GrecoのGOシリーズおよびミラージュ・シリーズ用のテールピースです。
アーチド・トップ専用のパーツなので、底面はわずかに湾曲してます。


木ネジ3本でボディ表面にガッチリ固定します。重量は129g。
高さ調整機能はありません。レス・ポール等のストップ・テールピースを一番下まで下げた時と同じくらいの高さでしょうか。

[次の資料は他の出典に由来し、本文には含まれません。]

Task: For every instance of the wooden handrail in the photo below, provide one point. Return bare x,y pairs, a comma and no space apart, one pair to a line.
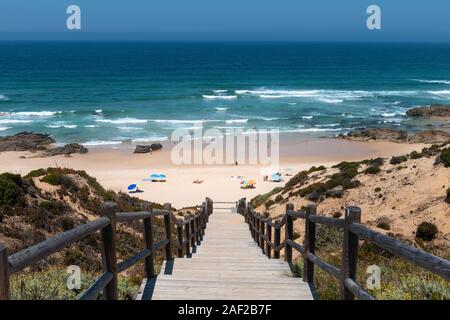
353,230
107,282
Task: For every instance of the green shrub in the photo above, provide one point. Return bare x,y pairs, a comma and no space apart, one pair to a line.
415,155
55,207
314,169
60,179
398,159
296,180
372,170
377,162
50,284
262,198
269,203
426,231
36,173
384,225
10,189
445,157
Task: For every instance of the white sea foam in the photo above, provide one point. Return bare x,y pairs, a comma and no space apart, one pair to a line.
174,121
441,93
332,101
151,139
327,125
327,96
237,121
36,113
220,97
101,143
315,130
122,120
14,121
129,128
433,81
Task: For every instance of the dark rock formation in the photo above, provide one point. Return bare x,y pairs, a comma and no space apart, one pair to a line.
435,110
147,149
430,136
378,134
68,149
26,141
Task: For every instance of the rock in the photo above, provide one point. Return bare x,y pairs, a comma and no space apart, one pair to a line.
147,149
142,149
435,110
26,141
430,136
378,134
313,196
68,149
335,192
156,146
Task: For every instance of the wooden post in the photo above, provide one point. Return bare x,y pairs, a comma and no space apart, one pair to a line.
168,227
261,235
180,241
199,229
289,234
109,210
188,236
276,241
4,273
148,238
350,252
193,233
309,244
269,238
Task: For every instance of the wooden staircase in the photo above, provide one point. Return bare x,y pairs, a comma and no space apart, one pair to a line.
227,265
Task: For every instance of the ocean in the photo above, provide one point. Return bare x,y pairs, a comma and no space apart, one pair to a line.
100,93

アレムビックや、グヤトーンのグローリーのテールピースも、木ネジで完全固定して高さ調整不可のタイプでした。こういうのが70年代中期以降にちょっと流行ってたんですね。ベース用ブリッジのバダスなんかは大流行いたしました。弦の振動に関わる部分を全て、
「重く・厚く・強く」
という方向性でチューンナップするんです。わりとすぐに飽きられましたけどね。

しかし、バダス・ブリッジはベース用のスタンダードとして定着しました。60年代以前と70年代以降とでは、ベースというパートに求められているものが全く違ってきていますし、機材環境全体も大きく異なります。ベース界では、いわゆるビンテージ指向がそれほど支配的ではない、ということも関係あるのでしょう。
ギターの方はどうかというと、現在エレキが主役になるタイプの音楽を好んで聴いたり弾いたりしてるのはじじい世代の人々が中心だからなのか、ビンテージ指向が顕著です。そのためレス・ポール系のテールピースに関しては、材質はアルミで、スタッドも(締め付け式とかではない)普通のボルト型を用いるのが主流のようです。要するに、何でもとにかくオリジナルと同じにって事ですね。

そういう現在の流行からすると、70年代後半の重厚長大型エレキ設計というのはまるでピンぼけって事になりますから、このグレコのテールピースに対しても「完全な過去の遺物」というような評価しか与えられませんでしょうか。しかしこういうのはつまり流行なんで、もう10年もしたらビンテージってのも飽きられて、重厚長大がリバイバルするかも知れません。

あるいはエレキそのものが完全に過去の遺物となってるかも知れません。まあそれは10年20年先になってみないと分からない事ですけど。


弦を引っ掛ける部分は、フルアコのブランコ・テールピースの裏表をひっくり返しただけ(参考画像)。しかし6本の弦溝には装飾としての働きも受け持たされてるわけで、これはなかなか良い意匠だと思います。


弦交換する際の手順その他の諸事情は、つまりフルアコのそれと似てるので、太い巻弦を張る時は少々厄介だったりもします。